So I had a second hand Rigol DS1052E laying around for some months and I always wanted to do the hack to evolve it to a DS1102E. Basically the latter model can measure rise times down to 3.5 ns (100MHz), and some users on the EEVBlog forum mentioned that the FFT now is more precise.
A quick glance to the info screen of the scope (Utility → System Info) showed my scope had the firmware version 00.02.02 SP2. Great! That means I don’t have to do the downgrade to hack it. If you have a firmware greater than 00.02.02 SP2, please visit the EEVBlog Forum topic and follow the instructions there.
When I connected the scope to a Linux laptop through USB, dmesg showed that the connection was made (mount point /dev/usbtmc0), but I couldn’t find a way to talk to the scope (tried minicom, GNU screen and PuTTY), so I booted up Windows and the problem persisted: Windows couldn’t stablish a COM port connection altough it recognized the scope.

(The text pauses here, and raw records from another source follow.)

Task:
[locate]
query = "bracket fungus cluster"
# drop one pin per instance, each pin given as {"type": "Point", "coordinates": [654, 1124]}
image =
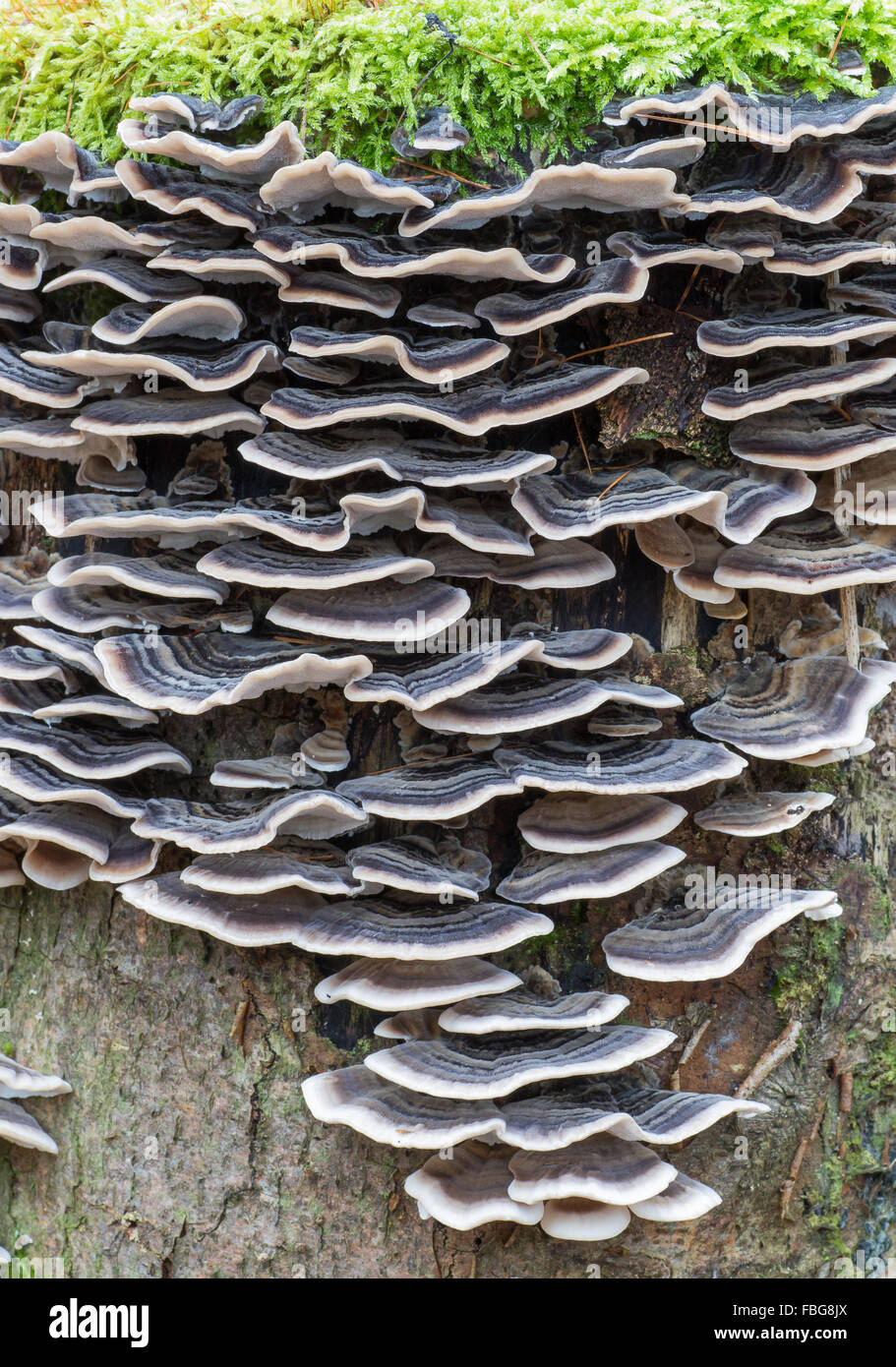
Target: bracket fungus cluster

So, out of options, I decided to try and send the commands using tee. The man pages say that tee is a simple program to read from the standard input and write to standard output and files. /dev/usbtmc0 is a file, and we can send our messages through echo and Unix pipes. The downside is that we can’t read from the scope (for example when sending “*IDN?” to receive the model info).
The first step is to change the Rigol model, to do this, connect the scope, make sure it is recognized and mounted at /dev/usbtmc0, open a terminal and type:
echo ":INFO:MODEL DS1102E" | sudo tee /dev/usbtmc0
When I sent the command, the letters RMT appeared at the top-right corner of my scope.
Now, you need to change the serial number. You can find it on the back of your scope or at the info screen previously mentioned. You need to change the x’s with your serial number.
echo ":INFO:SERIAL DS1EBXXXXXXXXX" | sudo tee /dev/usbtmc0
Reboot your scope, and if everything went OK, now you are the owner of a DS1102E!